Выбрать главу

– Me moría de ganas de hablar contigo -le dijo Riley a Gloria mientras la guiaba hacia el aparcamiento. Se había escabullido por la salida trasera de la tienda y luego casi había arrancado a su amiga del puesto de algodón de azúcar.

Gloria ni siquiera intentó contener un bostezo.

– Me asombra que tengas energía para hablar. Yo estoy cansadísima -con la cabeza indicó lo que llevaba Riley en el brazo-. ¿De dónde has sacado ese hipopótamo rosado?

– Uno de los clientes lo olvidó en la tienda -respiró hondo-: No vas a creer lo que he hecho.

– Lo creeré. Estoy tan agotada, y los pies me duelen tanto, que creeré cualquier cosa.

– No sólo me desprendí de mi manto de Señorita Aburrida y Sosa, sino que lo he incinerado para siempre.

– ¿Y eso qué significa?

– Que he conocido al hombre que encenderá mi mecha. Es el hombre más atractivo que he visto en mi vida. Le dije que quería hacer realidad todos sus sueños más sensuales, y que luego quería que me devolviera el favor.

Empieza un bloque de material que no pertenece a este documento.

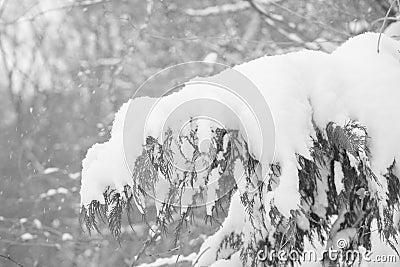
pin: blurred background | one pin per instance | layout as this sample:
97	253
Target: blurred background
65	68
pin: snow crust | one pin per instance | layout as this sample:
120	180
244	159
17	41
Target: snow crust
352	83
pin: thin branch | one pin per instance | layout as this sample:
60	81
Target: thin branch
10	259
383	25
217	10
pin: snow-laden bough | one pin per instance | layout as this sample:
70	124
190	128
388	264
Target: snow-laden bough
332	173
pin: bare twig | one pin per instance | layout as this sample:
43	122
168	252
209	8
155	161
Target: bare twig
383	25
218	10
201	254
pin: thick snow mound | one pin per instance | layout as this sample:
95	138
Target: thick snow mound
353	83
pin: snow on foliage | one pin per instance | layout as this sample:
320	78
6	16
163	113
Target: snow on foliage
341	107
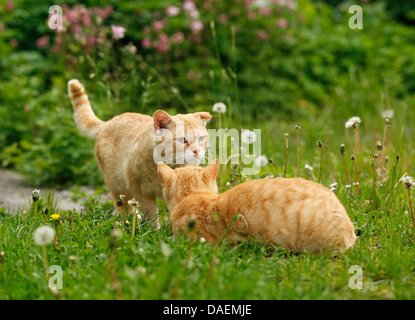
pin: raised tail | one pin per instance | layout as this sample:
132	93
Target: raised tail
85	118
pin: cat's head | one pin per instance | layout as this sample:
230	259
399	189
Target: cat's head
181	139
183	181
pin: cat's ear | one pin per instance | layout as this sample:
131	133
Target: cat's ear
211	170
164	171
162	119
204	117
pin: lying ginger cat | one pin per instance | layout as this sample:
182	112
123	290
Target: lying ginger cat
294	213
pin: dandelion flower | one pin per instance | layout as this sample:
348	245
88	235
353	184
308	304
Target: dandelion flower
387	114
261	161
219	107
353	122
248	137
44	235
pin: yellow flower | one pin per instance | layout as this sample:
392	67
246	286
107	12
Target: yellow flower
55	216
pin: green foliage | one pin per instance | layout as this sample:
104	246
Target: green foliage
276	64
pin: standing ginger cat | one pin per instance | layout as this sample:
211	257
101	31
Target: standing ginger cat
125	147
294	213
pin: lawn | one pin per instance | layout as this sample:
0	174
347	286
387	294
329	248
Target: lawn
292	69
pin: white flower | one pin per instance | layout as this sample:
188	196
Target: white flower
408	181
388	114
353	122
44	235
261	161
219	107
248	137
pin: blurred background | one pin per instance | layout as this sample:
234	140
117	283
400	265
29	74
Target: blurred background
274	63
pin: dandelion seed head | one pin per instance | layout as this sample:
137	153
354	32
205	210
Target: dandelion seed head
219	107
248	137
261	161
44	235
353	122
165	250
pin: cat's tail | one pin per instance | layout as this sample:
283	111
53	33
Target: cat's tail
85	118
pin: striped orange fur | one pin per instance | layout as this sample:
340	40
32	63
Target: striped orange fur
124	147
293	213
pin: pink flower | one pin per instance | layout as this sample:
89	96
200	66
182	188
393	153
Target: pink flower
223	18
104	13
194	14
14	43
177	38
158	25
163	38
86	20
146	43
196	26
172	11
76	28
262	35
282	23
118	32
131	48
290	4
9	5
265	11
189	6
193	75
42	42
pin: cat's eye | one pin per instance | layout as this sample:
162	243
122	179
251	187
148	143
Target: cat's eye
181	140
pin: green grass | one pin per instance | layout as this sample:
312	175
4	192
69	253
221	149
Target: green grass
159	265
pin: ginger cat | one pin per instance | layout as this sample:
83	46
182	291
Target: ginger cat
126	147
294	213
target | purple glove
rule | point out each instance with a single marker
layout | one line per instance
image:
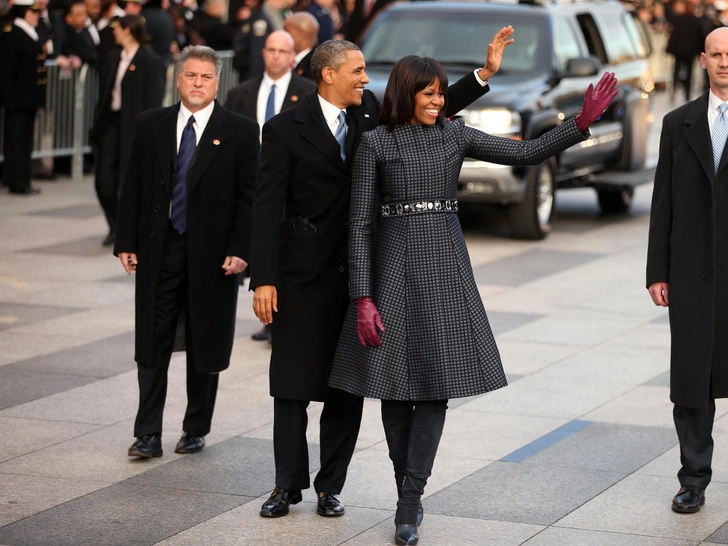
(367, 322)
(596, 100)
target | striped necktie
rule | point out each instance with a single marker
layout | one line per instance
(720, 133)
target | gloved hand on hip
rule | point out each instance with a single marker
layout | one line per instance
(367, 322)
(596, 100)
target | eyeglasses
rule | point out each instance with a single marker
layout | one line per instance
(272, 51)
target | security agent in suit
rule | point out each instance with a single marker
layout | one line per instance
(686, 260)
(184, 227)
(253, 98)
(299, 258)
(24, 92)
(304, 28)
(131, 81)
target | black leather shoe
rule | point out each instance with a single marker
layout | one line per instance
(190, 444)
(263, 335)
(147, 447)
(406, 534)
(329, 505)
(30, 190)
(689, 499)
(278, 502)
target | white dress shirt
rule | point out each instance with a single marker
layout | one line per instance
(201, 119)
(265, 86)
(124, 63)
(331, 114)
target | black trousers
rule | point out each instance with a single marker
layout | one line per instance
(18, 147)
(201, 387)
(108, 157)
(340, 422)
(694, 428)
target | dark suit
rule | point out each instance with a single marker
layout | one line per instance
(243, 99)
(303, 68)
(142, 88)
(303, 180)
(182, 274)
(689, 251)
(24, 92)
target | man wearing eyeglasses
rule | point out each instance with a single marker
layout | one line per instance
(184, 226)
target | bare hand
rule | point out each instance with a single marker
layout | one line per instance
(234, 265)
(265, 302)
(129, 261)
(497, 46)
(658, 292)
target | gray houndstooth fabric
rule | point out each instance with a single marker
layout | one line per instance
(438, 343)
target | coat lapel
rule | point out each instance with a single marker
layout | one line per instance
(313, 128)
(165, 137)
(210, 142)
(697, 136)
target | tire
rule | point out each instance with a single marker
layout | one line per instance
(616, 201)
(531, 218)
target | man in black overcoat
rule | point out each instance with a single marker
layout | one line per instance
(299, 263)
(25, 92)
(686, 263)
(184, 227)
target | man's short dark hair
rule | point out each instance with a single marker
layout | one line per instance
(410, 75)
(331, 53)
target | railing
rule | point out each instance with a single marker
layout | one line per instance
(62, 127)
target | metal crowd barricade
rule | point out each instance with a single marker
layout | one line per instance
(62, 127)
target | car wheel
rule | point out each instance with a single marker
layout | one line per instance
(615, 202)
(531, 218)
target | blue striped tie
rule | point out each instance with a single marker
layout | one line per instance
(341, 134)
(179, 195)
(720, 132)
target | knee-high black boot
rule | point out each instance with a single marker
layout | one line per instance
(428, 420)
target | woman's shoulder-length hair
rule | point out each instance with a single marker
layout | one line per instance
(410, 75)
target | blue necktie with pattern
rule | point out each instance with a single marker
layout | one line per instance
(270, 107)
(341, 134)
(184, 158)
(720, 132)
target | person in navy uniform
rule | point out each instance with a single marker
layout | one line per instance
(24, 92)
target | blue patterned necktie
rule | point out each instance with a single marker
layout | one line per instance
(720, 132)
(341, 134)
(184, 158)
(270, 108)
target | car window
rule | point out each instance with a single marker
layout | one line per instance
(566, 43)
(619, 45)
(461, 39)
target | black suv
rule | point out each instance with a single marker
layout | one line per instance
(559, 50)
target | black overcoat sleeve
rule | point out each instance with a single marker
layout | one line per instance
(658, 248)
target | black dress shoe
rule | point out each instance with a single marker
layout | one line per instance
(30, 190)
(190, 444)
(329, 505)
(263, 335)
(689, 499)
(406, 534)
(147, 447)
(278, 502)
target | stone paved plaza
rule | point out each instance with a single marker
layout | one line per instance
(579, 449)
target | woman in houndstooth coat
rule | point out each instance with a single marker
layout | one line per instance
(436, 342)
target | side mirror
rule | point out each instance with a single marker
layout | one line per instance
(581, 67)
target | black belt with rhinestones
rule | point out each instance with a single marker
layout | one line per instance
(418, 207)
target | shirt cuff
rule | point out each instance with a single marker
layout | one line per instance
(482, 83)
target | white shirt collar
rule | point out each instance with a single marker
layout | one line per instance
(301, 54)
(331, 112)
(23, 24)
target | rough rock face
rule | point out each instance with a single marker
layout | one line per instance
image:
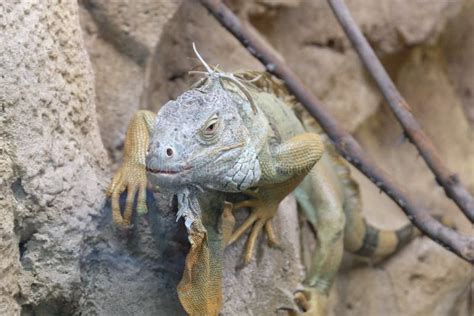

Gloria se detuvo y la miró atónita.

– No te creo.

– Te lo juro -apenas pudo contenerse de dar vueltas-. Fue tan… liberador. Hace siglos que no me siento tan libre, tan loca, tan atrevida, tan joven. -tomó el brazo de su amiga mientras continuaban hacia el coche y terminaba de contarle el encuentro con su atractivo desconocido. Concluyó con-: No puedo explicarlo, Gloria. Le eché un vistazo con el ridículo hipopótamo bajo el brazo, y fue como si se dispararan todos los fuegos artificiales. Y el modo en que me miraba… como si fuera más deliciosa que el chocolate… -el recuerdo reavivó el calor que había sentido.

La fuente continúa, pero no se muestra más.